マーケティングは世界を良くする可能性があるんじゃないか。
商品が良ければ売れるわけではない。一方、良いマーケティングをすれば売れることが多い。
次の2社があったとしたら、成功する可能性が高いのはどちらの会社でしょうか?
①良いものを作っているけどマーケティングが下手な企業、
②製品は凡庸だけどマーケティングがしっかりしている企業、
回答は間違いなく「②」。
製品自体はそんなに大したこと無くても、顧客の認知を獲得出来たり、製品の特長を正しいターゲットに適切なタイミングで届けることが出来たら、販売出来るチャンスは圧倒的に多くなります。
一方で①の良いものを作っているがマーケティングに力を入れていない企業はどうでしょうか。
「一度使ってみてもらえればウチの製品の良さがわかる」「一度食べてもらえればウチの野菜のおいしさがわかる」という企業は多いと思いますが、マーケティングを適切に行わないと、大抵の人には、その「一度」は一生実現しないことも多いのが現状。こうなると、当然、売れません。
ビジネスにおいては、優しさ<マーケティング
では、続いて次の様な2社の比較をします。
①消費者なんてどうでも良いが、マーケティングはしっかりやる
②消費者の事を考えて商品を作っているが、マーケティングは出来ていない
このケースでも、正直お金を儲けることだけを考えている企業①の方が売れて、消費者を大事にしている企業②の方は売れないことも多いと思います。
倫理的に考えると、こんなことは間違っている、と言いたくなりますが、
弱肉強食のビジネスの世界ではこんなのは当たり前のこと。商売においては、売上を上げることこそが正義。

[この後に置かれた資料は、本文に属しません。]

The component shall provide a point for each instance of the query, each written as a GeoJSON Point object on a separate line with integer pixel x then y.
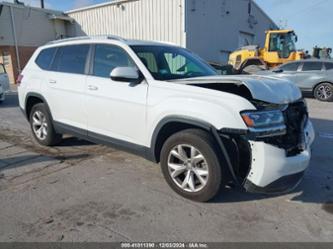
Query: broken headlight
{"type": "Point", "coordinates": [265, 123]}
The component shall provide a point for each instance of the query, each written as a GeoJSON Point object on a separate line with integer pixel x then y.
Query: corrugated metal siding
{"type": "Point", "coordinates": [214, 27]}
{"type": "Point", "coordinates": [161, 20]}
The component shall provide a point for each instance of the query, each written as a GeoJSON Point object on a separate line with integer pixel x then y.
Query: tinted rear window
{"type": "Point", "coordinates": [290, 67]}
{"type": "Point", "coordinates": [71, 59]}
{"type": "Point", "coordinates": [312, 66]}
{"type": "Point", "coordinates": [45, 57]}
{"type": "Point", "coordinates": [329, 66]}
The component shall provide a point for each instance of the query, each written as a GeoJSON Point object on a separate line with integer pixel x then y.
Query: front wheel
{"type": "Point", "coordinates": [324, 92]}
{"type": "Point", "coordinates": [191, 166]}
{"type": "Point", "coordinates": [42, 127]}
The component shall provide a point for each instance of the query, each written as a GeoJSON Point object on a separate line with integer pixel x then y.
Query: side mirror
{"type": "Point", "coordinates": [125, 74]}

それに向けて適切な取り組みを行い結果を出せていない時点で、残された道はマーケットと言う戦場から去るのみです。
この考え、マーケターの立場から言えば正しいと思います。
「こんなに良いものを作ってるのに全然売れない・・・。」
「なんでみんなうちの商品の良さを分かってくれないんだ~!」
「なんで、うちの製品よりもクオリティの低い他社の商品の方が売れているんだ!こんなの間違っている!」
なんて言うやつはいないと思いますが、もしいたとしたらマーケティングなんてやめちまった方がいいですよね。それを売れる様にするのがオメーの仕事なはずです。私もマーケターのはしくれとして、こういう考えは持たない様に心がけています。
でも、ふと仕事を離れた時に思うんです。
マーケティングが上手い=声がデカイ人ばかりが得をして、
マーケティングが下手=声が小さい人が損をする
そんな世の中で本当に良いのでしょうか。
口下手でも、声が小さくて、よくわからない人だなー、と思っていたけど、
ふとしたきっかけがあってじっくり話をしてみると、
深い考えを持っていたり、凄く思いやりがあるのに気づき、
見る目が変わったということは無いでしょうか。
同じ様に、世の中には知られてはいないけれど、
多くの人を救ったり、幸せに出来る様な、素晴らしい商品やサービスを
作っている企業・人もたくさんいるんじゃないでしょうか。
マーケティングは世の中を良くする力があるんじゃないか。
大して良くないものでも、適切なマーケティングをすればある程度売れます。でもそれで日々の生活がより幸せになることは少ないはずです。
一方、良い商品やサービスの中には、人を幸せにする力があるものが多く存在します。
であれば、良い商品・サービスがより多くの人に届く様に出来れば、社会全体の幸福度が上がることに繋がるのではないでしょうか。
私はマーケティングが好きです。
商社でマーケティングに深く関わる仕事をしていますが、学んだことを仕事で活用すると必ずと言っていいほど成果があがるのが気持ちよく、仕事以外の時間もマーケティング関連の読書をしたり動画を見たりするのを趣味にしています。ようやく見つけた自分の天職だと思っています。
ところで、ビジネスには「利己的」なものと「利他的」なものがあると思います。
マーケティングはもちろん「利他的」なビジネスにも使えますが、残念ながら「利己的」なビジネスも成功させてしまいます。そして「利他的」なビジネスをしている人はマーケティングに弱いことが多いのが現実だと思っています。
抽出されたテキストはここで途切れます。